Over that stretch, the Bulls will face Orlando, Brooklyn, Utah, Dallas and Minnesota.
Thankfully this doesn't sound like anything too serious. The 27-year-old Ball actually kept playing in the game and had an effective stretch in the fourth quarter in which he dished out three 3-point assists over 90 seconds as the Bulls won their first game of the season.
Still, any injury news for Ball is troubling. This is a guy whose career was all but over. He's missed the last two and a half seasons and nearly three calendar years, having last played in January 2022.
Over that time he endured three knee surgeries, the last being a cartilage transplant from a cadaver, a rare procedure for which there isn't a single successful case of recovery by an NBA player. Festus Ezeli had it done in 2017 and never played in the league again.
Ball has already beat the odds by making it back in the first place, and on top of that he has played well. The numbers certainly won't jump off the page: 4.7 points, 3.7 assists, 2.7 rebounds in a little over 15 minutes a night, but he has arguably been Chicago's best player when he's been on the floor.
It's not something numbers alone can quantify. The ball and game as a whole just move differently when Ball is out there. It's not an accident that he has registered a positive point differential in each of the Bulls' first three games.
On Monday, Chicago outscored Memphis by a team-high 16 points when Ball was on the court and lost the non-Ball minutes by 13. Even in a 19-point loss to the Thunder, Ball was still a plus-3 for that game; he was the only Bulls player who played over four minutes and registered a positive point differential in that game. Similarly, in a 12-point loss to the Pelicans on opening night, Ball was still a plus-4 in his 14 minutes, meaning the Bulls were outscored by 16 points when he sat.

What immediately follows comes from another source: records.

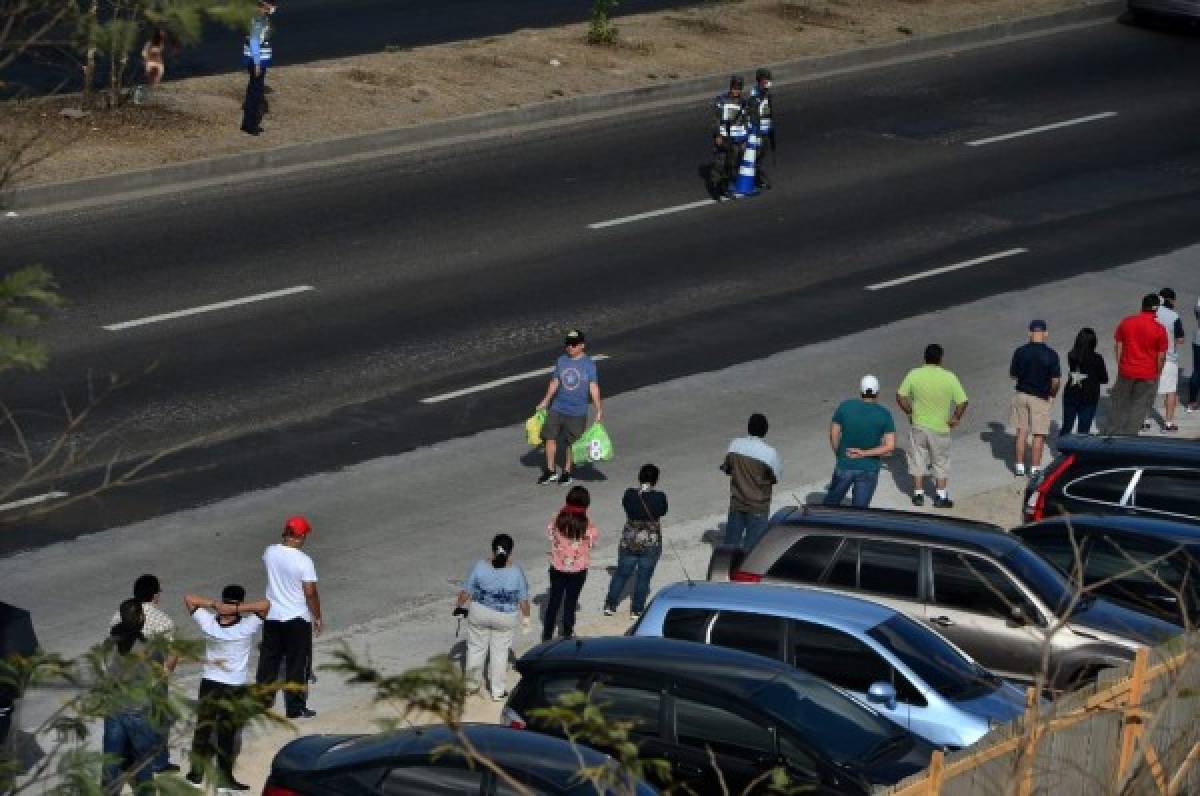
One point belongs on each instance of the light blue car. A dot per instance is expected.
(903, 669)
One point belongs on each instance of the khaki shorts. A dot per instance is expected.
(929, 450)
(1030, 414)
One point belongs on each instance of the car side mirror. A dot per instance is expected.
(882, 694)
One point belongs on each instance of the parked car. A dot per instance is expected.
(976, 584)
(904, 669)
(1149, 476)
(753, 714)
(408, 762)
(1140, 562)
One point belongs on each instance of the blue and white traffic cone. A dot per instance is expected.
(745, 185)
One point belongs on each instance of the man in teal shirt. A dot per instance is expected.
(862, 431)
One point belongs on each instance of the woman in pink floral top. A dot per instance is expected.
(571, 538)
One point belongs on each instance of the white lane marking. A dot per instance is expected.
(209, 307)
(499, 382)
(946, 269)
(652, 214)
(1033, 131)
(31, 501)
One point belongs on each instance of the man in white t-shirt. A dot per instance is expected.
(229, 633)
(293, 618)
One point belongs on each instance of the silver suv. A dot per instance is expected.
(975, 584)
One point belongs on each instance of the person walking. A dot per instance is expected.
(1086, 373)
(229, 627)
(1038, 375)
(861, 434)
(571, 538)
(754, 468)
(293, 618)
(571, 385)
(641, 542)
(934, 401)
(1140, 343)
(496, 593)
(1169, 379)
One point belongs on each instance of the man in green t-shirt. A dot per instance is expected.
(859, 434)
(934, 402)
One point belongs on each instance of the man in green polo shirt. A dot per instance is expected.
(933, 400)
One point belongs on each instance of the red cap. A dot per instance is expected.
(297, 526)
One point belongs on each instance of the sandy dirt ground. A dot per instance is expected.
(199, 118)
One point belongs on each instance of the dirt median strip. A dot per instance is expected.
(189, 129)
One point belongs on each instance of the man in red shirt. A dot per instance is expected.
(1141, 349)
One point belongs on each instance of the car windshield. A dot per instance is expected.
(931, 658)
(1038, 574)
(835, 724)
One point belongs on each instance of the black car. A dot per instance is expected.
(1145, 563)
(1147, 476)
(754, 714)
(414, 762)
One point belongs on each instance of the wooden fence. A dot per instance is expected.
(1135, 731)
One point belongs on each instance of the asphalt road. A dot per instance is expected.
(433, 273)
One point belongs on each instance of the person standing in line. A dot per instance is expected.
(1169, 379)
(1087, 372)
(229, 627)
(641, 542)
(256, 57)
(861, 434)
(1038, 375)
(571, 538)
(1140, 345)
(496, 593)
(754, 468)
(571, 385)
(293, 618)
(934, 401)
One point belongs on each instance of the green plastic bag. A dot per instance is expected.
(533, 428)
(593, 446)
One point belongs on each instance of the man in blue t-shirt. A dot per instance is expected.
(859, 434)
(567, 399)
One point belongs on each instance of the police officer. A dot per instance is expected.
(730, 137)
(761, 112)
(256, 57)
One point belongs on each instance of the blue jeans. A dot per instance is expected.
(130, 743)
(1083, 413)
(744, 528)
(628, 563)
(862, 480)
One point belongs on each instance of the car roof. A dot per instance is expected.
(1133, 524)
(837, 610)
(1134, 449)
(912, 526)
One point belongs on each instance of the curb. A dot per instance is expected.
(312, 154)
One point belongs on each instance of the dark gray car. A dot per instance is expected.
(977, 585)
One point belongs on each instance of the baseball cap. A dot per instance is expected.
(297, 526)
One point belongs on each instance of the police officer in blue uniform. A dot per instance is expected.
(730, 137)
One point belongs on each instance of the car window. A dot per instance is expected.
(1174, 491)
(688, 623)
(805, 560)
(757, 633)
(1107, 488)
(431, 780)
(888, 568)
(701, 725)
(844, 660)
(976, 585)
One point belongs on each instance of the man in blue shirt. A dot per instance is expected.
(567, 398)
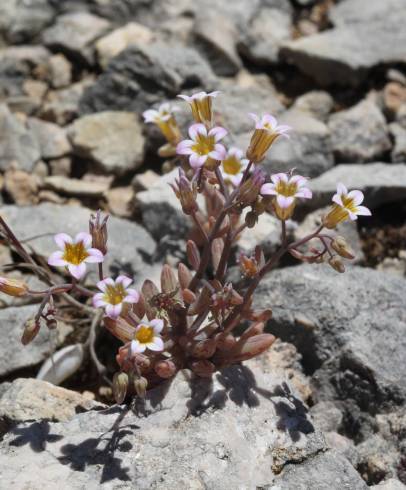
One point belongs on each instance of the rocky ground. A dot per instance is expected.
(324, 409)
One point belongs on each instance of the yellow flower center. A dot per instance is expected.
(75, 253)
(145, 334)
(348, 203)
(115, 294)
(204, 144)
(286, 189)
(232, 165)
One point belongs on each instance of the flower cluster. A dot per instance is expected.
(197, 319)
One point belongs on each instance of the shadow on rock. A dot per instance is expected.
(239, 386)
(37, 435)
(101, 450)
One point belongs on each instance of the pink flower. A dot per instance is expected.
(147, 336)
(201, 105)
(114, 294)
(75, 253)
(270, 123)
(162, 114)
(203, 147)
(286, 190)
(346, 205)
(233, 166)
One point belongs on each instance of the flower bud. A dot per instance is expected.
(337, 264)
(31, 329)
(186, 192)
(340, 245)
(120, 387)
(140, 385)
(13, 287)
(165, 369)
(249, 266)
(203, 368)
(167, 150)
(251, 219)
(98, 230)
(249, 191)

Single-game plus-minus numbers and even three-game samples are always noisy, particularly on low minutes, but if you watch the Bulls play it's not a surprise that they are winning the scoreboard when Ball is on the court.
Though he has been on a minutes restriction, these impact numbers track, and it stinks that just when he was getting back into a groove he is headed right back to the sideline. Let's just hope it stays at the 10 days and doesn't turn into something more.